Consultant's Corner: Break crop research digs beneath the surface – The commercial view

Author: Peter Eliott-Lockhart | Date: 01 Dec 2014

Caption: Peter Eliott-Lockhart.

Caption: Canola plants showing symptoms of manganese toxicity where the subsurface pH is below 4.8.

Caption: Assessing and comparing the subsurface pH of healthy and unhealthy canola plants.

With Planfarm, I have been involved in Grains Research and Development Corporation (GRDC) supported paddock testing work which complements the Focus Paddocks project.

While Focus Paddocks has surveyed paddocks mainly in Western Australia’s medium rainfall areas, the project I’ve been working on has focused on the State’s high and low rainfall cropping zones.

Results from both projects highlight the importance of checking soil quality at depth.

It is not unusual for growers to report that the performance of a break crop has been disappointing, despite a good season and data suggesting paddock conditions were suitable.

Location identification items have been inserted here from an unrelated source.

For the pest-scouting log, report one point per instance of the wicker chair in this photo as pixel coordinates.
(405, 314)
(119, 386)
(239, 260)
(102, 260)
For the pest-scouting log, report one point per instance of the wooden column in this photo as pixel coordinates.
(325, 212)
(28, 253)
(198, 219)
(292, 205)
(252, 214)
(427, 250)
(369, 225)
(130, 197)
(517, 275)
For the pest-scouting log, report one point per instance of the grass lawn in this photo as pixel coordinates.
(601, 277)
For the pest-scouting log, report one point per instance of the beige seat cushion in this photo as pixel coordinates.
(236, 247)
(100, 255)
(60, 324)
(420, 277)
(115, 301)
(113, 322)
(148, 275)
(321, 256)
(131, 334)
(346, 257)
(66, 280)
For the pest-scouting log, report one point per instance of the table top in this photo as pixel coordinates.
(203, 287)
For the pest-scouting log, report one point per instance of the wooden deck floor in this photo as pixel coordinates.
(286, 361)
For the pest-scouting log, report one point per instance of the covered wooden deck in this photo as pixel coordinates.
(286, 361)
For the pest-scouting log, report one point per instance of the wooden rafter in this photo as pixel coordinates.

To find out what is the issue, it is worth digging a few holes to check for possible constraints, and to soil test at depth.

Soil compaction and acidity – which limit root growth and reduce the size of the soil’s water holding capacity, or ‘bucket’ - will often be the culprits.

Anything we can to do increase the size of the bucket will definitely increase water use efficiency (WUE) – conversion of rainfall into grain – and crop yields.